The danger posed by the Tuqan’s bid for power was magnified in 1771, when the new governor of Damascus, Muhammad Pasha Azm, appointed Mustafa Beik Tuqan to the post of mutasallim of Nablus. The Jarrars’ fears induced them to let the forces of Zahir al-Umar pass unimpeded through their territories on their way to lay siege to Nablus. Meanwhile, Mustafa Beik Tuqan, with the help of the Nimrs, prepared the city’s defenses. This turn of events cast the Jarrars in the position of anti-Ottoman local forces, while the Tuqans represented themselves as the defenders of Jabal Nablus against Zahir al-Umar and his Mamluk allies, hence as loyal servants of the sultan.[104]

This political positioning proved to be crucial during the reign of Zahir al-Umar’s even more powerful successor, Ahmad Pasha al-Jazzar (1775–1804). Unlike his predecessor, Ahmad Pasha al-Jazzar maintained good relations with the Ottoman central government by paying taxes on time and making sure that he remained indispensable for their hold over southern Syria. Simultaneously, he steadily maneuvered to increase his power, eventually becoming the governor of both Sidon and Damascus provinces.[105] By and large, the well-connected Tuqans received his support,[106] while the Jarrars, unwilling to bow to this centralization effort, suffered two (unsuccessful) military campaigns against their fortress in Sanur village in 1790 and 1795.[107]

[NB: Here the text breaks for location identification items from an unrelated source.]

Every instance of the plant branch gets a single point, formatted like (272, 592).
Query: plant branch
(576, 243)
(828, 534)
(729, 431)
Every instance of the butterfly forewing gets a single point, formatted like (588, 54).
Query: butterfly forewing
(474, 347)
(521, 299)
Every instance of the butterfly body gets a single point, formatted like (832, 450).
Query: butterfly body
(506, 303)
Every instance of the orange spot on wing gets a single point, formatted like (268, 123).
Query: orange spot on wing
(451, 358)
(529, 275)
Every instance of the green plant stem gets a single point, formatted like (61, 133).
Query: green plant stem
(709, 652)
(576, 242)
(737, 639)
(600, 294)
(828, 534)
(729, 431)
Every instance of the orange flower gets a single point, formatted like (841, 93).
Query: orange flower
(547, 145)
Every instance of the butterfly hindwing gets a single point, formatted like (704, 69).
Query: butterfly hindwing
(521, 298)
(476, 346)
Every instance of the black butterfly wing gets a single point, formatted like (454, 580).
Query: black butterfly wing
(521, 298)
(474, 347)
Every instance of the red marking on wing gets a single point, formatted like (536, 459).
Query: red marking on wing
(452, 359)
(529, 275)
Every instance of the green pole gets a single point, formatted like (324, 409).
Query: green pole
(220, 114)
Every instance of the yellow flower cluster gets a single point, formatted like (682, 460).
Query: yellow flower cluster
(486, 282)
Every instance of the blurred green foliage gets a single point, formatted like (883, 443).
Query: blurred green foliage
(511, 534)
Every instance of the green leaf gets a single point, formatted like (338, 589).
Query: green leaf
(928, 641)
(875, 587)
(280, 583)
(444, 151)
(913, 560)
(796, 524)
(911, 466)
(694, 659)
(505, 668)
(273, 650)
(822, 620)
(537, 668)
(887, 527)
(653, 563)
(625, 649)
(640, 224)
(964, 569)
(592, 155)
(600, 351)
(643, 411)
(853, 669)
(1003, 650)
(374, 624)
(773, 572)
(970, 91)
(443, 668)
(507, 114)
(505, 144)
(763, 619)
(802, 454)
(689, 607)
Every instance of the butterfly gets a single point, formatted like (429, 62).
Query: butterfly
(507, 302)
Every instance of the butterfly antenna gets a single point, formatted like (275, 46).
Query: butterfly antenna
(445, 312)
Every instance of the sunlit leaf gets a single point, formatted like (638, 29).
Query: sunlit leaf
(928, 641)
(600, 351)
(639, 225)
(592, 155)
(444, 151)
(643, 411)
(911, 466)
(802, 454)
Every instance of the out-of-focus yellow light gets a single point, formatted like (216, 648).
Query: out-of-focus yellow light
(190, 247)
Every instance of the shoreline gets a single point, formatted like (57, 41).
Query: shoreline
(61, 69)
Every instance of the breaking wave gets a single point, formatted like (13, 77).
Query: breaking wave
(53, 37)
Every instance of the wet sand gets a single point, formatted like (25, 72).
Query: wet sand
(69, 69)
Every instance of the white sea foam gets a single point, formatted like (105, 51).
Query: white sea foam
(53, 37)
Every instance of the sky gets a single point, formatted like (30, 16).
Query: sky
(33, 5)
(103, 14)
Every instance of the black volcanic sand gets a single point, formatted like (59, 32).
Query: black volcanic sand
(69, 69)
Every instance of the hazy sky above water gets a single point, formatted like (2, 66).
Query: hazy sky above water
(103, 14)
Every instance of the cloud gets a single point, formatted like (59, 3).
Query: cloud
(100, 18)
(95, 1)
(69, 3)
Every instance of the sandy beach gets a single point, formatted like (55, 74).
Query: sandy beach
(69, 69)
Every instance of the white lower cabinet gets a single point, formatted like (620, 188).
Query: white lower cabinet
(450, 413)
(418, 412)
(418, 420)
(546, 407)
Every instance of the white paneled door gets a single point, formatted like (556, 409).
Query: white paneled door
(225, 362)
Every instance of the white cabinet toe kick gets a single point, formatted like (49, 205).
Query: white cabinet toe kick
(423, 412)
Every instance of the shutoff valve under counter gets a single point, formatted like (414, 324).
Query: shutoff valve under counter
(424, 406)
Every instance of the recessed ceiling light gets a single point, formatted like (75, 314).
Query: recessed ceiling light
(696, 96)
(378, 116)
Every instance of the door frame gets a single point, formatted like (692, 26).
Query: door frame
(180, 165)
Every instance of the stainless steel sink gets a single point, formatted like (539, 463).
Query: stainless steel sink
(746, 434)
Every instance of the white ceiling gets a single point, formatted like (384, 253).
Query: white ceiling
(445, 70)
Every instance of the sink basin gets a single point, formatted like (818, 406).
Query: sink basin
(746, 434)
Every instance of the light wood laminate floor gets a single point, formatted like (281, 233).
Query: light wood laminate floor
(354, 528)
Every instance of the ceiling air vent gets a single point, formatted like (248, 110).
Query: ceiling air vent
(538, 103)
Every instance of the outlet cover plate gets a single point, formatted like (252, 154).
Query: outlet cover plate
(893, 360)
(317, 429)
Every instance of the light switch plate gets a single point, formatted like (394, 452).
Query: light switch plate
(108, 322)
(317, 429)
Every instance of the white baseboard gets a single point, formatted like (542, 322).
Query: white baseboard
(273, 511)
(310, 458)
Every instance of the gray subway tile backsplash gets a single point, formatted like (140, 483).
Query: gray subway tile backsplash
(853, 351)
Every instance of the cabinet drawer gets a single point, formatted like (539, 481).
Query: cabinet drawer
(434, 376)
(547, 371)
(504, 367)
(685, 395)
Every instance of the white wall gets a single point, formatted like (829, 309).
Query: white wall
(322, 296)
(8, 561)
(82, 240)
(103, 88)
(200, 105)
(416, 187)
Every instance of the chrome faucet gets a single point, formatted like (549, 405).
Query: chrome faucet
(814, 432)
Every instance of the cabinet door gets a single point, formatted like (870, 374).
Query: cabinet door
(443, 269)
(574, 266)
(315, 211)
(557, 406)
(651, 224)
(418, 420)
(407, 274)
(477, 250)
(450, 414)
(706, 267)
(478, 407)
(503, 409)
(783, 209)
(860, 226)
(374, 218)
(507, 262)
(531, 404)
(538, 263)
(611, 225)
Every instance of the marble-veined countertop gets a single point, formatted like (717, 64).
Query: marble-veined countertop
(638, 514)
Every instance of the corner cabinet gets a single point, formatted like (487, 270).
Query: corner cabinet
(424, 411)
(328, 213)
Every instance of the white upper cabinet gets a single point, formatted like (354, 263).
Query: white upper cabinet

Ahmad Pasha al-Jazzar’s weak successor, Sulayman Pasha al-Adil, made little effort to directly intervene in the affairs of Jabal Nablus. Rather, he parceled out his support to different factions at different times, alternating between the Jarrars, the Tuqans, and the Abd al-Hadis.[108] Meanwhile, the Tuqans, under the aggressive leadership of Musa Beik Tuqan (1801–1823), accelerated their drive for internal hegemony through violence and intimidation, eventually embroiling Jabal Nablus in a bloody civil war (1817–1823).[109] With the blessing of the Ottoman government, the Tuqans imported mercenary soldiers and stationed them in a hastily built fortress in the village of Junayd, on the outskirts of Nablus.[110] This move backfired, for it only served to increase local opposition. After a series of bloody clashes, some inside the city itself, the Tuqans were defeated and their leader poisoned on November 20, 1823.[111]

The anti-Tuqan coalition, led by the Jarrars and the Qasims (chiefs of the subdistrict of Jamma‘in) with occasional help from the Nimrs,[112] won the battles but lost the war. On one level, the entire struggle only served to enhance the growing importance of the city as the center of effective political power in Jabal Nablus. Henceforth, all struggles would revolve around securing the post of mutasallim, and all political contenders from the hinterland who managed to play a leading role in Jabal Nablus as a whole began by establishing residence in or near the city itself. On another level, the victorious Jarrars and Qasims were swimming against the tide of political centralization that was about to overwhelm Greater Syria. In 1825 the Jarrars’ power in Jabal Nablus was irreparably damaged when their formidable fortress in Sanur village was destroyed, with the blessing of the Ottoman government, by the combined forces of Abdullah Pasha, Sulayman Pasha’s successor in Acre, and of Amir Shihab, the powerful ruler of Mount Lebanon. Then, in 1831, all of Greater Syria fell under the rule of Muhammad Ali Pasha of Egypt, whose administration proved to be far more formidable and intrusive than that of the Ottoman government. Thus, when the Qasims led a revolt against the Egyptian forces in 1834, they were quickly defeated and their leaders beheaded.